Rising costs will pose a downside risk to WashTec’s profitability. Current consensus estimates seem overly optimistic, especially for operating margins reaching 11.7% in fiscal year 2012/2024. We also believe that car washing is not a basic necessity, and with a cost of living crisis, spending habits will change as people reduce or downgrade to less self-service car washes. Dear.
Consensus estimates have the shares trading at a FY12/2023 P/E of 15.4x and a dividend yield of 5.5%. We believe the consensus is too optimistic and, given the downside risk to earnings, real valuations are less attractive.
The upside risk stems from a significant increase in demand in the North American market. With increasing volumes and favorable currency winds, generating operating profits here could be a game-changer for the company’s medium-term outlook.

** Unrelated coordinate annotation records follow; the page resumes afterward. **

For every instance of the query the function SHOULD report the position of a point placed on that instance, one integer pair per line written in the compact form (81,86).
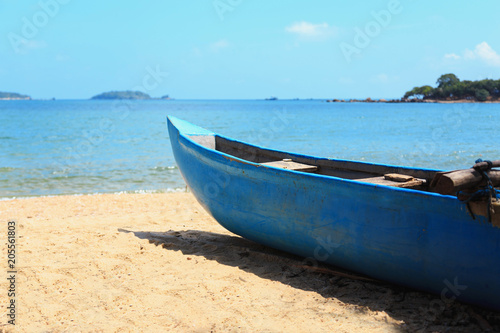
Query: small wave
(162,168)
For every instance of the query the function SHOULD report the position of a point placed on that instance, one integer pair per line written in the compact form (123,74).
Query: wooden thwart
(288,164)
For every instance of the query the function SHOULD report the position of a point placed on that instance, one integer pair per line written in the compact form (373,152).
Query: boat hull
(418,239)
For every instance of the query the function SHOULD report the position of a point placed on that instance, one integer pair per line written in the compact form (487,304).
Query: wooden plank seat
(396,180)
(291,165)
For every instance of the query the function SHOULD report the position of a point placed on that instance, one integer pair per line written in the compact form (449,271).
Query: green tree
(447,80)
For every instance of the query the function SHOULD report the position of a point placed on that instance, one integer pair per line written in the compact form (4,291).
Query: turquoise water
(76,147)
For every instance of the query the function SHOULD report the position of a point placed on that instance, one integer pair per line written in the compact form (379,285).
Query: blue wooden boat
(378,220)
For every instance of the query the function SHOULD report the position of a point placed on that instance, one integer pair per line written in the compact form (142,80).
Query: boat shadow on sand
(417,310)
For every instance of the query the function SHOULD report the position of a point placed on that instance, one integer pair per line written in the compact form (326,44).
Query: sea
(65,147)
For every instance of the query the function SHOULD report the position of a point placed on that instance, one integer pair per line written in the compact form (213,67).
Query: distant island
(449,90)
(126,95)
(13,96)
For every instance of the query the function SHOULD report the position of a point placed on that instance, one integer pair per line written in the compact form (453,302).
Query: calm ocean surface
(84,146)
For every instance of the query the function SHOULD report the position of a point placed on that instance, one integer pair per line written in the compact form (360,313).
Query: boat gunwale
(229,157)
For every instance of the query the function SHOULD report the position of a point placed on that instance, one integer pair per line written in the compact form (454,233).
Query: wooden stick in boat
(453,181)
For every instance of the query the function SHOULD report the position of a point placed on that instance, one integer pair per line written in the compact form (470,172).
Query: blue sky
(244,49)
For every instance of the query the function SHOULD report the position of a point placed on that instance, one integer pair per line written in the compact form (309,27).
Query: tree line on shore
(449,87)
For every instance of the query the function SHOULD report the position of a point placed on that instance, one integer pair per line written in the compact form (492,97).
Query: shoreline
(158,261)
(412,101)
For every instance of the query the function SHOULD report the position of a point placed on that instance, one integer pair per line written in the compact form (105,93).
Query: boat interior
(416,179)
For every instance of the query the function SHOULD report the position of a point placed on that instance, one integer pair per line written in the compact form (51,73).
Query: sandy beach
(159,262)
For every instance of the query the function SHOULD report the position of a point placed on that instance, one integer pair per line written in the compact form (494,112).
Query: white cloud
(219,45)
(482,52)
(308,30)
(485,53)
(452,56)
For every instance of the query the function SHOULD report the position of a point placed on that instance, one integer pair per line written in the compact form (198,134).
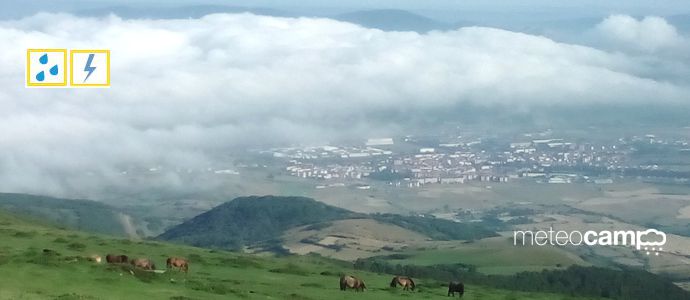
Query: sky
(185,90)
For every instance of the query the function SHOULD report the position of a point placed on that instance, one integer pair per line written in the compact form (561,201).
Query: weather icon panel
(46,67)
(90,68)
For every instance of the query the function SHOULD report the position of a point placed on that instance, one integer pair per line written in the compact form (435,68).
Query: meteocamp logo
(52,67)
(650,240)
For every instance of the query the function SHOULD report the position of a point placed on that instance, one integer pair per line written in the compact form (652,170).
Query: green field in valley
(29,273)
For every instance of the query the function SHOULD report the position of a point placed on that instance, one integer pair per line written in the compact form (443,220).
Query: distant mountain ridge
(262,220)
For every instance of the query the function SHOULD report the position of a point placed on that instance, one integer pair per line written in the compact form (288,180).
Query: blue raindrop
(54,70)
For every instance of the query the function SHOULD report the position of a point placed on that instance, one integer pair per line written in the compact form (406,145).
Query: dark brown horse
(347,281)
(116,259)
(176,262)
(143,263)
(406,282)
(456,287)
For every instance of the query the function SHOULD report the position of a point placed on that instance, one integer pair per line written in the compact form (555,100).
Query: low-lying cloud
(184,91)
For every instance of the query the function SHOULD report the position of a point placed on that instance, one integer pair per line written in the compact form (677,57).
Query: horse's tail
(343,284)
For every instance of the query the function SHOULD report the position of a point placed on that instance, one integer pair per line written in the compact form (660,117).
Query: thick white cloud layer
(649,34)
(185,89)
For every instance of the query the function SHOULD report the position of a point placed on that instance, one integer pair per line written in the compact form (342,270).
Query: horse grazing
(94,258)
(143,263)
(456,287)
(116,259)
(406,282)
(176,262)
(347,281)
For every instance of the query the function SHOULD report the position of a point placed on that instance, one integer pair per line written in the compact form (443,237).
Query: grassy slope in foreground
(30,274)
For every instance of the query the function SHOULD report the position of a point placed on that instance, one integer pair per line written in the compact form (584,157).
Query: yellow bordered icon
(46,67)
(89,68)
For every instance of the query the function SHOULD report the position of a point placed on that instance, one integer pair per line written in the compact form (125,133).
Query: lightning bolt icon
(88,67)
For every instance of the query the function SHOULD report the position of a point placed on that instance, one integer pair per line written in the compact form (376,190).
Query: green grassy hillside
(248,221)
(77,214)
(63,273)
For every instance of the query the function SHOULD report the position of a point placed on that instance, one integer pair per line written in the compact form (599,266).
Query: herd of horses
(354,283)
(346,281)
(146,264)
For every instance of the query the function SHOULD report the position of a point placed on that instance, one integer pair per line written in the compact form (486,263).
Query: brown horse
(176,262)
(456,287)
(116,259)
(143,263)
(406,282)
(347,281)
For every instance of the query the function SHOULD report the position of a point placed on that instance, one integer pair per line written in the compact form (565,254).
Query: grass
(30,272)
(493,256)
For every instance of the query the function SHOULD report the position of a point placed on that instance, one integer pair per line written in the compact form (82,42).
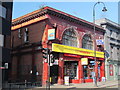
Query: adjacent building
(70,42)
(112,48)
(5,32)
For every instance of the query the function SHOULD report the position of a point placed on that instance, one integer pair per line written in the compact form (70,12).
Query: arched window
(69,38)
(87,42)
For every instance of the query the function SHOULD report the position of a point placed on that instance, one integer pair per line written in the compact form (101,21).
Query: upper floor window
(3,11)
(87,42)
(111,51)
(19,34)
(69,38)
(26,36)
(118,52)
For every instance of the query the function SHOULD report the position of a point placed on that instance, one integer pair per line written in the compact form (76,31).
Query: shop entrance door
(71,69)
(54,74)
(88,71)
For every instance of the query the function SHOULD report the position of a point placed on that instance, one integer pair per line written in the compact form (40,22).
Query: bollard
(25,83)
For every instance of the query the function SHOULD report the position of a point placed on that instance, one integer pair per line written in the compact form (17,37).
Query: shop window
(71,69)
(110,32)
(89,70)
(69,38)
(87,42)
(26,37)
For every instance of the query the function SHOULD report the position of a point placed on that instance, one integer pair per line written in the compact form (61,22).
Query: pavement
(115,84)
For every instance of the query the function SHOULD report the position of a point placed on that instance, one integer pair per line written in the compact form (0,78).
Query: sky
(83,10)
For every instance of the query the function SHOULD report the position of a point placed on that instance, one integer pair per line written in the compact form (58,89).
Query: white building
(112,48)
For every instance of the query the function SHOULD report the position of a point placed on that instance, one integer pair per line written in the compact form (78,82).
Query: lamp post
(104,10)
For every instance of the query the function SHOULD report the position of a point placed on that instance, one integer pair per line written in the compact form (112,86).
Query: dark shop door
(54,74)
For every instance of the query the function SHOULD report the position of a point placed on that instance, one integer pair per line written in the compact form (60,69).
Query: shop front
(79,64)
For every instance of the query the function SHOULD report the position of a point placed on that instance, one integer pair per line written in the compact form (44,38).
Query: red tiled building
(69,38)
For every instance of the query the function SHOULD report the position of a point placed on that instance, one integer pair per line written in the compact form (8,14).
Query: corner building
(68,37)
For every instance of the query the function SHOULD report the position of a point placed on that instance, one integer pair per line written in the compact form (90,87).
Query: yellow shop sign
(74,50)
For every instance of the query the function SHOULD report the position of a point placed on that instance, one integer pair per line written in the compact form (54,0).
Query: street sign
(2,67)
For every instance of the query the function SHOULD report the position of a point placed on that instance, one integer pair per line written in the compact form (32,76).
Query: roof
(52,11)
(105,21)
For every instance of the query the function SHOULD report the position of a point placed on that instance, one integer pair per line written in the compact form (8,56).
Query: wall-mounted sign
(74,50)
(99,42)
(84,61)
(51,34)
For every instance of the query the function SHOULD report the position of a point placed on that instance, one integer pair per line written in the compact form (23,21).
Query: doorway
(54,74)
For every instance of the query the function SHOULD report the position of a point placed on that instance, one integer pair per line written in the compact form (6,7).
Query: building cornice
(54,12)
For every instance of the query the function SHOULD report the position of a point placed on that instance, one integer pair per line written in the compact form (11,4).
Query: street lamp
(104,10)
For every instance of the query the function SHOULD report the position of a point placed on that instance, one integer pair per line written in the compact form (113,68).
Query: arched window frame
(87,42)
(70,38)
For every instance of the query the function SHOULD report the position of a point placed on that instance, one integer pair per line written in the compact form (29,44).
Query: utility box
(66,80)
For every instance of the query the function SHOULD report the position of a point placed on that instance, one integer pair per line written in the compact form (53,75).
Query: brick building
(5,32)
(70,39)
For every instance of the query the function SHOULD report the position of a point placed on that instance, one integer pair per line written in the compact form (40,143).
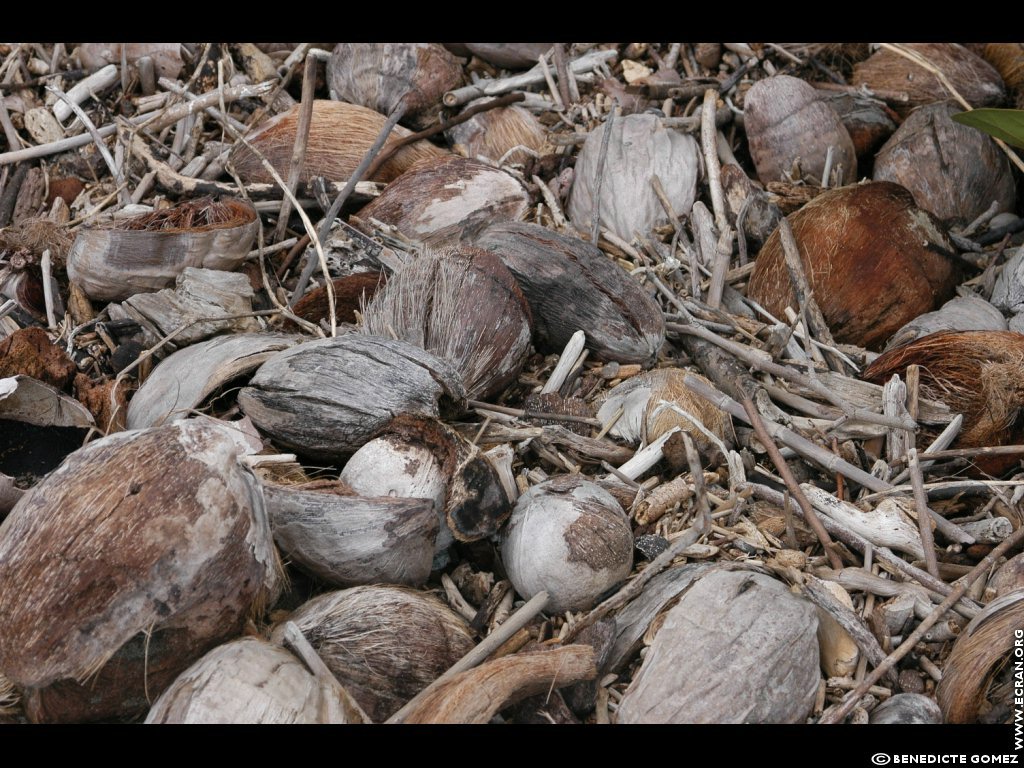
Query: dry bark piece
(183,380)
(185,309)
(475,503)
(166,56)
(569,538)
(146,253)
(969,74)
(137,555)
(570,285)
(873,260)
(348,541)
(952,170)
(494,134)
(427,303)
(786,121)
(979,374)
(245,681)
(381,76)
(906,709)
(639,148)
(326,398)
(476,695)
(29,351)
(339,136)
(980,650)
(433,201)
(867,121)
(960,313)
(509,55)
(647,400)
(738,647)
(384,644)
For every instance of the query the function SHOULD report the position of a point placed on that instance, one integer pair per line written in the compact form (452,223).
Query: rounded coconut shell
(873,260)
(147,253)
(509,55)
(979,374)
(969,74)
(786,120)
(494,134)
(326,398)
(432,202)
(427,302)
(384,644)
(381,75)
(247,681)
(339,136)
(570,538)
(125,564)
(639,148)
(570,286)
(738,647)
(952,170)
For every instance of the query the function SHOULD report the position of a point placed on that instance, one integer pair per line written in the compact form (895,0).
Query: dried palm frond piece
(123,257)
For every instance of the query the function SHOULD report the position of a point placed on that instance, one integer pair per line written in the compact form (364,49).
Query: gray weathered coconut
(960,313)
(147,252)
(348,540)
(182,381)
(247,681)
(326,398)
(570,538)
(384,644)
(125,564)
(738,647)
(639,148)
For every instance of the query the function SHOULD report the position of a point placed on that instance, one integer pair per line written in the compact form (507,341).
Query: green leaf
(1005,124)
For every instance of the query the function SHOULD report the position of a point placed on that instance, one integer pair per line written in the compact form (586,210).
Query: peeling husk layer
(123,566)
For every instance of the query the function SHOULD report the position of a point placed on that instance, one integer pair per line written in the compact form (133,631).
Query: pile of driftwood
(509,383)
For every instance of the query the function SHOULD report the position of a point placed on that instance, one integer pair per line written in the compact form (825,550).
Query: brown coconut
(952,170)
(146,253)
(432,202)
(494,135)
(979,374)
(969,74)
(570,286)
(786,121)
(340,134)
(569,538)
(427,302)
(875,261)
(384,644)
(123,566)
(639,148)
(381,75)
(248,681)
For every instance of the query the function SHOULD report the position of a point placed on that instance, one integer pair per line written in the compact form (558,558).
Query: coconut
(569,538)
(384,644)
(123,566)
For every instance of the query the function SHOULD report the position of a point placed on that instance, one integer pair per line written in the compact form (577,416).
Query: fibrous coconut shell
(875,261)
(340,134)
(952,170)
(124,565)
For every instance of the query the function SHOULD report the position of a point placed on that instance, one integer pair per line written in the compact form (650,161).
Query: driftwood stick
(839,713)
(479,652)
(522,81)
(299,148)
(805,297)
(762,364)
(791,482)
(924,521)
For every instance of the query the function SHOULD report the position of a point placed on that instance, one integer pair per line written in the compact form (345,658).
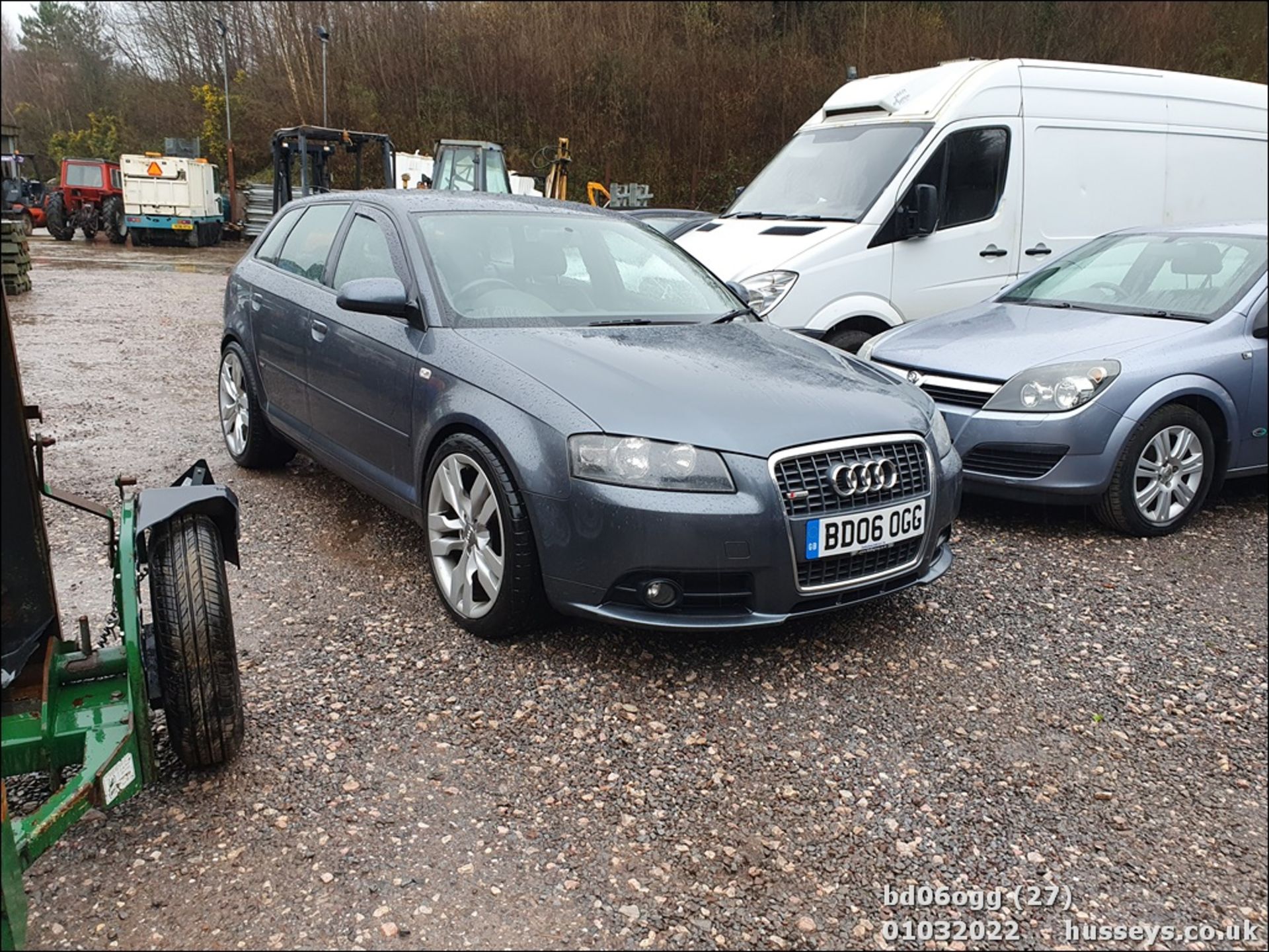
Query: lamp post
(229,124)
(324,36)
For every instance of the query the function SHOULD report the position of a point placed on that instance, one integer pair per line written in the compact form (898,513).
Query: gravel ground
(1066,709)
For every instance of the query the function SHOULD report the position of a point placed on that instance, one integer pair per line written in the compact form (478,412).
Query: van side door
(974,250)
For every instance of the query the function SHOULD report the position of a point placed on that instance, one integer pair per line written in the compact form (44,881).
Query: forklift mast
(311,147)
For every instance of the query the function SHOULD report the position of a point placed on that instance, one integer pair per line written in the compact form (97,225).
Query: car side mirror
(375,296)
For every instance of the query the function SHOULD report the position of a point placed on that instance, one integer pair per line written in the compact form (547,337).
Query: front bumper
(738,544)
(1084,444)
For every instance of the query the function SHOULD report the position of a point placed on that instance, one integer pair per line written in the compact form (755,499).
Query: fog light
(660,593)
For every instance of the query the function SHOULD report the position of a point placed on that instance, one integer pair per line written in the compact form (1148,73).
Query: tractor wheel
(56,219)
(114,221)
(194,640)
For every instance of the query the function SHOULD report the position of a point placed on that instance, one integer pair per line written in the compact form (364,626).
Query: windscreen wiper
(1061,305)
(634,321)
(1159,313)
(732,314)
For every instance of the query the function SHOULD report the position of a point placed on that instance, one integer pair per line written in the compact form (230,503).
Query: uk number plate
(865,531)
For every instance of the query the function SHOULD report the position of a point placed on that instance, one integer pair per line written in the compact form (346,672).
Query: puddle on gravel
(78,254)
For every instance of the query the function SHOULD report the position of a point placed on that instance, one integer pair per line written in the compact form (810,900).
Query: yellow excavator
(556,163)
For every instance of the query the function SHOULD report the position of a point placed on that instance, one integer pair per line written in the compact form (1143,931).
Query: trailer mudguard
(194,491)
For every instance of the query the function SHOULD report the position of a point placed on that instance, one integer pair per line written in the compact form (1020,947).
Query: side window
(365,252)
(968,170)
(306,249)
(272,244)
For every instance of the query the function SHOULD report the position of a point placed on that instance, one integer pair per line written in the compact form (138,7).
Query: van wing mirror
(927,209)
(375,296)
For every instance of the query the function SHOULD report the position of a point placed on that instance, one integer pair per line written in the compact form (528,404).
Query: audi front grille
(805,477)
(806,487)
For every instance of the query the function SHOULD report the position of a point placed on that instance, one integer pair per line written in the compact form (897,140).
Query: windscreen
(83,176)
(1190,277)
(542,269)
(833,172)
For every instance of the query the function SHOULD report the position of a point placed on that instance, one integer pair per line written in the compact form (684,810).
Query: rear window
(306,249)
(272,244)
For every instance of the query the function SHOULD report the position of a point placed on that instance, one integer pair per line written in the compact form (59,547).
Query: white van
(917,193)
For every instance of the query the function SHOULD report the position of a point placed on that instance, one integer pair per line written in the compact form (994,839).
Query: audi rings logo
(863,477)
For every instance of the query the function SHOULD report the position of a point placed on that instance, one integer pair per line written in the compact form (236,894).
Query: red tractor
(91,198)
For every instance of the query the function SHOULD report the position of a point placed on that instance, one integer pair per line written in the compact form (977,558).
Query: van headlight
(1055,388)
(648,464)
(767,289)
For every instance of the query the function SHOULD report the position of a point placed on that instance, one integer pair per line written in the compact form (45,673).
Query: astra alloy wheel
(1169,472)
(480,546)
(1163,474)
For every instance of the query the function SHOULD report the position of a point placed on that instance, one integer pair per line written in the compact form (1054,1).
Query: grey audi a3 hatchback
(579,415)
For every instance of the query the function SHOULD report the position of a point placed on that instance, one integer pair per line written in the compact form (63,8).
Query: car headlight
(767,289)
(941,435)
(648,464)
(1055,388)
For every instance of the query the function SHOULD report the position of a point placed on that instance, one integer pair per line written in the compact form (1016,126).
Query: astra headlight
(648,464)
(767,289)
(1055,388)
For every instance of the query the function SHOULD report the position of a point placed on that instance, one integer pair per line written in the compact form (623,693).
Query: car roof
(1254,229)
(412,201)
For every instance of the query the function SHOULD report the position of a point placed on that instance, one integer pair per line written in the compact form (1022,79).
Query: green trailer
(79,713)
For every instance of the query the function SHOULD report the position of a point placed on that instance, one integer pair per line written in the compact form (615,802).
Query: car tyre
(1163,474)
(249,439)
(194,647)
(848,339)
(467,538)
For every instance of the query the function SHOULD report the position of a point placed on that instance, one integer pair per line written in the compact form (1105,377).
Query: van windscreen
(831,172)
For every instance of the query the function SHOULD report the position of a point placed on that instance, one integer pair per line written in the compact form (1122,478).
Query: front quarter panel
(462,386)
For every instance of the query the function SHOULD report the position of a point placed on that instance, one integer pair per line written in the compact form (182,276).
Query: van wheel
(1163,476)
(848,339)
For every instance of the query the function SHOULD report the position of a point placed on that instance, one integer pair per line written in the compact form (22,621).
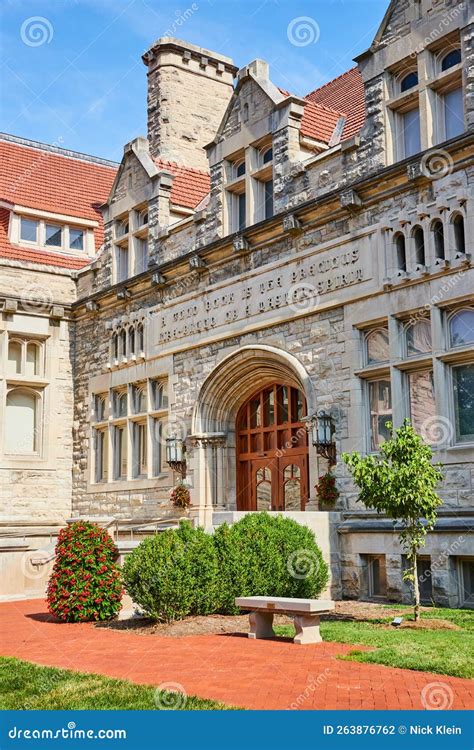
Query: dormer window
(53,236)
(409,82)
(76,239)
(29,230)
(451,59)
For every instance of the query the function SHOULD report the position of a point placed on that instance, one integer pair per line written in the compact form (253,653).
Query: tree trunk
(416,585)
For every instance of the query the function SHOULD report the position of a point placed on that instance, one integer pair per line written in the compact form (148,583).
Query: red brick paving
(232,669)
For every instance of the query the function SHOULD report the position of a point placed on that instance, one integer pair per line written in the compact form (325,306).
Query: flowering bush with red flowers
(180,496)
(86,583)
(326,490)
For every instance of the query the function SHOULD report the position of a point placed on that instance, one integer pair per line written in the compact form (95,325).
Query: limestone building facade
(265,258)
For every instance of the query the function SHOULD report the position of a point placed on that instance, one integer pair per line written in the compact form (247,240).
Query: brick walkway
(231,669)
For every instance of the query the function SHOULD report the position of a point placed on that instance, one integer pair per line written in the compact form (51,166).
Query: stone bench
(305,614)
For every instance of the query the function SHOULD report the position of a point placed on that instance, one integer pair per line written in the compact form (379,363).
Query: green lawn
(28,686)
(449,652)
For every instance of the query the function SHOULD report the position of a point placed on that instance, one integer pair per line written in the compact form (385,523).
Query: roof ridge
(327,109)
(58,150)
(180,166)
(333,80)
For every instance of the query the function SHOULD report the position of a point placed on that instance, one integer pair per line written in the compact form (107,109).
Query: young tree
(401,483)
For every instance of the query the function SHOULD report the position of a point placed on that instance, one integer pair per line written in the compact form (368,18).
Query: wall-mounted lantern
(175,454)
(322,433)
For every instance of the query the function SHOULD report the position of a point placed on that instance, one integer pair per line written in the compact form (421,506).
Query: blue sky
(71,70)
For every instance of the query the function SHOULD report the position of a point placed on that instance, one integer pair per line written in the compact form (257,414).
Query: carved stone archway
(223,392)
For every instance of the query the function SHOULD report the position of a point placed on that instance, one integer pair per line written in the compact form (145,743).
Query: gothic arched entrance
(272,450)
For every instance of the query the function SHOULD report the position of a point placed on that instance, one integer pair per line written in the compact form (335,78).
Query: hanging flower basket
(326,489)
(180,496)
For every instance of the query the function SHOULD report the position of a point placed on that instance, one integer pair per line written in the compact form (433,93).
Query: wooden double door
(272,450)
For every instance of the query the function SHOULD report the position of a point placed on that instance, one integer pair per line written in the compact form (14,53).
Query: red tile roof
(319,122)
(37,178)
(190,186)
(344,94)
(32,255)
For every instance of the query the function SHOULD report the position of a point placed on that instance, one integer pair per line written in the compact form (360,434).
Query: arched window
(33,355)
(438,235)
(459,235)
(140,339)
(267,155)
(120,404)
(131,340)
(451,59)
(461,327)
(21,422)
(400,249)
(122,228)
(99,408)
(123,342)
(419,240)
(115,345)
(376,343)
(240,169)
(409,81)
(14,357)
(418,337)
(139,399)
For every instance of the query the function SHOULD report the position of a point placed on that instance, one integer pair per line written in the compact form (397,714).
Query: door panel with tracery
(272,450)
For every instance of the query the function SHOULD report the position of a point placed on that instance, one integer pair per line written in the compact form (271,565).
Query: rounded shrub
(174,574)
(268,555)
(85,582)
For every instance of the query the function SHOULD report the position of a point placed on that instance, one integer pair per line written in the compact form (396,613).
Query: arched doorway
(272,450)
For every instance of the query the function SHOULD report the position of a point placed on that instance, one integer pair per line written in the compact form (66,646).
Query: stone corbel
(196,263)
(240,244)
(351,200)
(291,224)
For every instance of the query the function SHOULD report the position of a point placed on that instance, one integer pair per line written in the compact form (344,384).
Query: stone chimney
(189,89)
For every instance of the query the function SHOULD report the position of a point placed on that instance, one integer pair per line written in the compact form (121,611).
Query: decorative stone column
(211,480)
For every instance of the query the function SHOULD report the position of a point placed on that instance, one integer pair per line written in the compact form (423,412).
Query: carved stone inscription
(298,286)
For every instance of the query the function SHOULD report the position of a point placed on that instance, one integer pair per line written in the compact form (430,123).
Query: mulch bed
(216,624)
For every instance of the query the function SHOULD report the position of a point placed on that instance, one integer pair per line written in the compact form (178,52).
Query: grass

If inflationary cost pressures appear to have peaked and are beginning to normalize, WashTec’s profitability outlook will be for a gradual recovery.
The downside risk stems from sustained inflationary cost pressures that would lead to lower profitability.
Changing end-customer spending patterns as car washes become less frequent would be negative for demand for new installations, as well as car wash subscription sales.
WashTec has a strong franchise in its core European market, but its growth potential is limited given its mature market status and current cost pressures. Opportunities for growth abroad look most promising in North America, but this option is also being tested by rising costs. Despite the recent stock price correction, we see no opportunity to invest given the weakening fundamentals. We price stocks as a sell.